‘Young Chekhov’ is not a jolly romcom about the hard-partying college days of Russia's greatest playwright. Rather, it's David Hare's adaptation of Anton Chekhov's first three plays. Two of them kind of fit the title remit: 'Platonov' and ‘Ivanov' were lesser-known works written in Chekhov’s twenties. Slightly distractingly, the third is 'The Seagull', one of the most famous plays of all time, which premiered when Chekhov was older than I am now.
None of this especially matters, but it's probably worth making the point that they're absolutely fine to see individually. There is no real overarching concept save that they’re all by Chekhov, so if you're expecting a bunch of plays about melancholy Russian aristocrats wilting away in the country, each of which culminates in the lead character trying to shoot himself... you'd be absolutely right, but you won't get bored.
Transferring from the classy Chichester Festival Theatre, what Jonathan Kent's expansive productions really reveal is the seemingly boundless depth and variety Chekhov could mine from his crumbling world. It's also a showcase for a world-class ensemble of actors.
Never staged in its author’s lifetime, 'Platanov' has a vast character list and takes a while to settle down. But gradually the superlative James McArdle takes control as his eponymous anti-hero takes centre-stage. A boozy, semi-reluctant Casanova who in principle wants to be good but just can’t stop having it off with other people’s wives, McArdle's Platanov is hilarious, tragic and magnificently watchable, an infuriating scoundrel cursed to feel guilty about the dissolute life he’s also enjoying thoroughly.
I had to do a double take when McArdle re-appeared in 'Ivanov' as the upright, moralistic doctor Yevgeni. He is genuinely chilling as Platonov's opposite, a prim and proper man totally lacking in self awareness, unable to see that his righteous moral crusade against Geoffrey Streatfield's glum title character may have tipped into something more sinister.
If McArdle takes top honours, a big shout out must also go to Nina Sosanya, who heroically grapples with liberation and loneliness as 'new woman’ Anna in 'Platonov', and is then desperately, pitifully vulnerable as, er, a different Anna in ‘Ivanov’. And respect is also due to Olivia Vinall: the only actor to take a lead role in each play, she finds depth and difference in Chekhov's innocent young women chasing damaged older men – 50 shades of gauche. Everyone deserves huge credit, but it’d be remiss not to mention designer Tom Pye’s bucolic, watery set: gorgeous but also desolate.

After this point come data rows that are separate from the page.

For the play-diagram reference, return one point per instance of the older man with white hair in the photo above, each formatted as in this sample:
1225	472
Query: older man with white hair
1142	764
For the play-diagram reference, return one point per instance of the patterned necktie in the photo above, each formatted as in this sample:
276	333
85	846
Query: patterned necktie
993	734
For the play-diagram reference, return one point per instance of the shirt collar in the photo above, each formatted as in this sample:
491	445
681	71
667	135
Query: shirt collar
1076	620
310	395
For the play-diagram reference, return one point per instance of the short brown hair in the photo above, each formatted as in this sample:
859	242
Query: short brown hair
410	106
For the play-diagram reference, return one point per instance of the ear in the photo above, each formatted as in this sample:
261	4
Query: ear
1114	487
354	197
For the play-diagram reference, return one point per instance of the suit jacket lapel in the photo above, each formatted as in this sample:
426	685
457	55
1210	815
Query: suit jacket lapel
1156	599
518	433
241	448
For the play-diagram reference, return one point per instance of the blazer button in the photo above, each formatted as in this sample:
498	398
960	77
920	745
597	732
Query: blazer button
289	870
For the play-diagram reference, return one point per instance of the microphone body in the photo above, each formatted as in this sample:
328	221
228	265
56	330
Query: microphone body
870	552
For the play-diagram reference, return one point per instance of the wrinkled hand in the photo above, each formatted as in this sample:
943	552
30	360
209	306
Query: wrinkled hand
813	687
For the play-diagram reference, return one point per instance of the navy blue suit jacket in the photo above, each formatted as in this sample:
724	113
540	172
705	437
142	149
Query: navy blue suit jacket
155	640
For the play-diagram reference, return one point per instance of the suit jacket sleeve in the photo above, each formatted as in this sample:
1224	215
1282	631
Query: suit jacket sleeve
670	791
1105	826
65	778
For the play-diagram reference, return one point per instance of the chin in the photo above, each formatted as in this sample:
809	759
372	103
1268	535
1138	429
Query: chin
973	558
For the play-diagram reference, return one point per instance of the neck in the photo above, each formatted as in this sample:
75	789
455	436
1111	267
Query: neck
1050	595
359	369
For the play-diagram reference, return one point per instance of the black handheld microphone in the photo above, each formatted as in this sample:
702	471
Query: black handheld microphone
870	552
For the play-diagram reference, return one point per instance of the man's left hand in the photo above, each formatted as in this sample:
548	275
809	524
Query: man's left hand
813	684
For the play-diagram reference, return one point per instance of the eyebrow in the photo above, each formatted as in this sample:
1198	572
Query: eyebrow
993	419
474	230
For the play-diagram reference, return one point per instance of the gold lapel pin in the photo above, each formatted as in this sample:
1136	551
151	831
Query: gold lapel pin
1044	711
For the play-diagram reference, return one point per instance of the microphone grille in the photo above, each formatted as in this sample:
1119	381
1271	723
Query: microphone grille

So yes, each play is marked out by guns, doctors, schoolteachers, adultery, ’Hamlet’ references, vodka, a provincial setting and a sense of encroaching doom. But there is no sense of watching the same story on repeat: 'Platonov' is raucously amusing; 'Ivanov' is caustic and queasy; 'The Seagull' is gorgeously bittersweet and elegiac. Hare's wry adaptations are funny and also warm - his chief innovation is to render many of the speeches as chatty soliloquies, delivered straight through the fourth wall. And though ‘Platonov’ is still a bit messy, Hare really does make a case for it as a major play.
'Young Chekhov' is principally revelatory in that the first two plays are less well-known, though they’re hardly obscure. Essentially they’re three extremely good productions that tell us Chekhov was a straight up genius – which we already knew, but t’s nice to be reminded.